Penulis: Alinda Mahdiyan
Pembimbing : Esti Ismayati
Bank Dunia dalam laporannya yang berjudul “Is a Global Recession Imminent?” memprediksi kemungkinan terjadinya resesi ekonomi global pada tahun 2023 mendatang. Prediksi tersebut, terasa semakin nyata dengan beberapa indikasi yang sudah mulai terjadi, seperti kenaikan suku bunga acuan secara agresif yang dilakukan bank sentral berbagai negara dalam upaya meredam laju inflasi.

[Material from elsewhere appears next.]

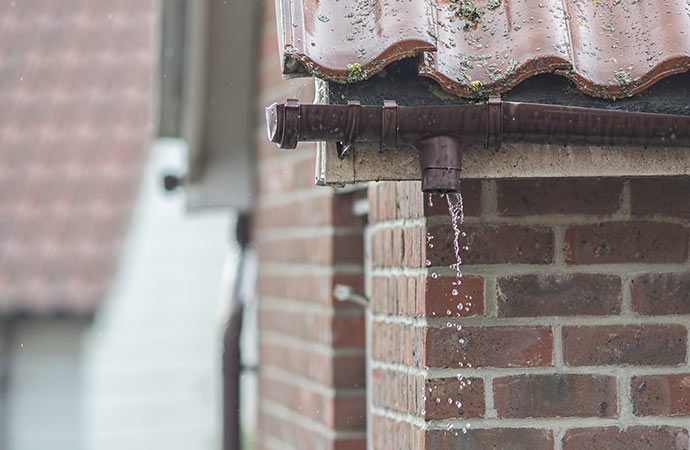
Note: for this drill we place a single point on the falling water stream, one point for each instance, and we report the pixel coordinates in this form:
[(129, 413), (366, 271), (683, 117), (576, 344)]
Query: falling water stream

Presiden Jokowi menyebutkan bahwa ketidakpastian global saat ini sangat mengkhawatirkan banyak negara, termasuk Indonesia. Akibat kenaikan harga energi hingga suku bunga acuan di berbagai negara, inflasi menjadi melonjak. Beliau menyebut sudah terdapat 5 negara dengan lonjakan inflasi hingga di atas 80%. Sementara inflasi Indonesia per November 2022 mencapai 5,42% dan diprediksi tembus 6 persen di akhir tahun ini. Menteri Keuangan Sri Mulyani Indrawati juga menyampaikan bahwa ancaman resesi dan perlambatan ekonomi global pada tahun 2023 bukanlah tantangan yang mudah, terutama akibat ketegangan geopolitik yang berimbas pada disrupsi rantai pasok global berpotensi berimbas pada perekonomian domestik. Disamping tantangan geopolitik dan resesi ekonomi tersebut, beliau mengatakan dunia juga menghadapi tantangan perubahan iklim yang akan sangat mempengaruhi keuangan negara, perekonomian, dan kesejahteraan rakyat.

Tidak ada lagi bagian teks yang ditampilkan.